En connaissance de cause, je n'attendais absolument rien de ce film et je m'étais évidemment préparé à la rupture esthétique telle qu'elle avait été annoncée au préalable: je trouve simplement dommage que si peu de gens aient effectués cette démarche, pourtant nécessaire à une appréciation plus juste du film.
Il était en effet complètement insensé d'espérer voir un rapprochement quelconque avec les anciens films du studio, si ce n'est aimer s'engouffrer dans une désillusion attendue et chercher à se frustrer pour ensuite dire "c'était la faute du film".
"Aya et la sorcière" n'est peut-être pas un chef-d'œuvre pouvant prétendre au même statut que les films précédent du studio Ghibli, loin de là, mais il reçoit à mon sens bien trop de mauvaises critiques qui reflètent très bien cet état d'esprit comparatiste et, dans ce contexte, totalement impertinent et hors-de-propos. Si vous cherchiez désespérément un nouveau "Princesse Mononoké" ou que sais-je, comment voulez-vous ne pas être déçu ? Bien que ce film souffre de nombreuses imperfections, qui sont d'ailleurs davantage portées sur le plan scénaristique et narratif que sur l'animation en elle-même qui fut quasiment d'emblée contestée (presque "expérimentale" par moment, contenant quelques bizarreries toutefois acceptables pour une première fois), c'est décidément le manque d'ouverture d'esprit des spectateurs qui semble achever le nouveau défi que s'était humblement imposé Goro Miyazaki.
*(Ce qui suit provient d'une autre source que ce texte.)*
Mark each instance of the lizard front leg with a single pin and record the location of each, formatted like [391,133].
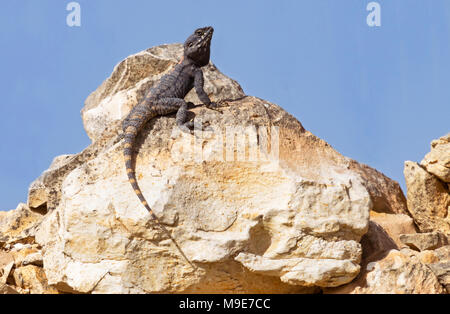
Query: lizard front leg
[169,105]
[204,98]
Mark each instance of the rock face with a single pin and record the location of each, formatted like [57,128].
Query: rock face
[425,241]
[428,199]
[254,202]
[437,161]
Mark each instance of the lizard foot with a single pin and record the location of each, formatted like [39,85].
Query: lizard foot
[215,106]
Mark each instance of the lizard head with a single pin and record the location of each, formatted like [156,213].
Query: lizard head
[197,46]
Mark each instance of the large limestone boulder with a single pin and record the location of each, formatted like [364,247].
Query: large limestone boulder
[386,269]
[428,199]
[253,202]
[437,161]
[133,77]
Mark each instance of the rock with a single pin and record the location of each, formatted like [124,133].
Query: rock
[26,255]
[32,279]
[6,265]
[277,210]
[396,273]
[437,161]
[385,269]
[215,211]
[439,262]
[424,241]
[428,199]
[394,225]
[6,289]
[386,194]
[132,78]
[19,225]
[40,192]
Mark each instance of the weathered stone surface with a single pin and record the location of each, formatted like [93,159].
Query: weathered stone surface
[38,194]
[396,273]
[32,280]
[278,211]
[428,199]
[437,161]
[19,225]
[386,194]
[425,241]
[133,76]
[394,225]
[6,289]
[385,269]
[6,265]
[439,262]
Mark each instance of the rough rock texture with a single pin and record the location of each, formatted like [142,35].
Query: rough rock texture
[425,241]
[131,79]
[21,262]
[428,199]
[277,210]
[385,269]
[386,194]
[437,161]
[394,225]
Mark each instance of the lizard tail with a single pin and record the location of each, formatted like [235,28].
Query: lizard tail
[130,136]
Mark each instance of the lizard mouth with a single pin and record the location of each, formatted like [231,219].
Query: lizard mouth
[206,37]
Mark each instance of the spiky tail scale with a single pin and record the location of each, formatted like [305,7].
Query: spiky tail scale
[130,138]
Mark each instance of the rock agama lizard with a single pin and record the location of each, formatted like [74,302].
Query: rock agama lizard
[167,97]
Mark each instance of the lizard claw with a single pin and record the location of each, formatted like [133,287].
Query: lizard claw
[214,106]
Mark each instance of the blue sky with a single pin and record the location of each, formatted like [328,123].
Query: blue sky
[378,95]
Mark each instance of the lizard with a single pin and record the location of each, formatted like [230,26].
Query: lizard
[166,97]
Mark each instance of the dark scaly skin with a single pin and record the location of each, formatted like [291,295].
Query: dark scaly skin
[168,97]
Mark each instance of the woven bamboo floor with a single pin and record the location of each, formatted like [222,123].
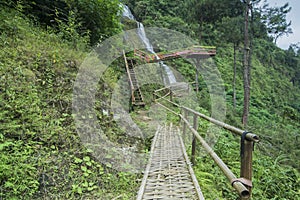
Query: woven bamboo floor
[169,174]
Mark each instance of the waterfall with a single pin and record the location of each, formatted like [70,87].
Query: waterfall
[142,35]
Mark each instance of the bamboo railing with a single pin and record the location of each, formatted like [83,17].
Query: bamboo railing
[242,185]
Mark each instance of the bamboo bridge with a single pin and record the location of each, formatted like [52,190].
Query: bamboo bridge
[169,173]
Je me suis pour ma part assez bien accoutumé à cette nouvelle animation en 3Dimension, m'amusant même à retranscrire sur un maximum de plans l'équivalent en animation plus "classique" avec une certaine aisance, ce qui m'a conforté dans l'idée que le film ne s'était pas tant éloigné que ça de "l'esprit Ghibli" (sinon cela m'aurait été impossible, croyez-moi).
Je redoutais que les décors soient vides, choses qui m'aurait été insupportable, mais ce fut dans l'ensemble suffisant pour maintenir une atmosphère crédible et immersive. Je trouve que les critiques sont d'ailleurs bien sévères à l'égard de l'animation et du décor, allant jusqu'à parler de "laideur", chose qui me parait complètement exagéré: j'admets qu'il y'a encore du progrès à faire mais de là à parler de "laideur"... J'aurais compris s'il aurait s'agit d'une unité disharmonieuse, mais ça n'est absolument pas le cas.
J'aimerais également réserver un sort spécial à la bande-son qui, comme à l'image de l'animation, est très atypique mais globalement réussi. On s'éloigne bien évidemment des OST sublimes de Joe Hisaishi pour s'approcher d'un univers musical plus "contemporain", s'efforçant de retranscrire l'atmosphère dans lequel le film s'inscrit. Les liens établit entre les personnages et les musiques sont vraiment essentiels, et forment un plus à prendre en compte: tout ce rapport entre le monde musical et les protagonistes forge une identité singulière et poétique, comptant parmi les meilleures scènes du film. C'est dommage que ce potentiel n'ai pas été davantage exploité.
Pour synthétiser, j'ai trouvé ce télé-film très sympathique et relativement sensible à certaines exigences du studio, quoi qu'on ait pu en dire. Néanmoins, il est regrettable d'assister à ces vides scénaristiques béant qui auraient pu porter le film et ses personnages bien au-delà de ce qu'ils sont, et marquer davantage les esprits. Je suis profondément imprégné par les anciens films, l'origine même de ma passion pour le cinéma, et préférerai mille fois revoir les procédés traditionnels, mais je m'efforce d'accueillir cet élan naissant qui mérite qu'on s'y intéresse, et j'espère sincèrement que ce film aura permis la venue de futurs chef-d'oeuvre. J'ai bon espoir, Goro Miyazaki a tout mon insignifiant soutien.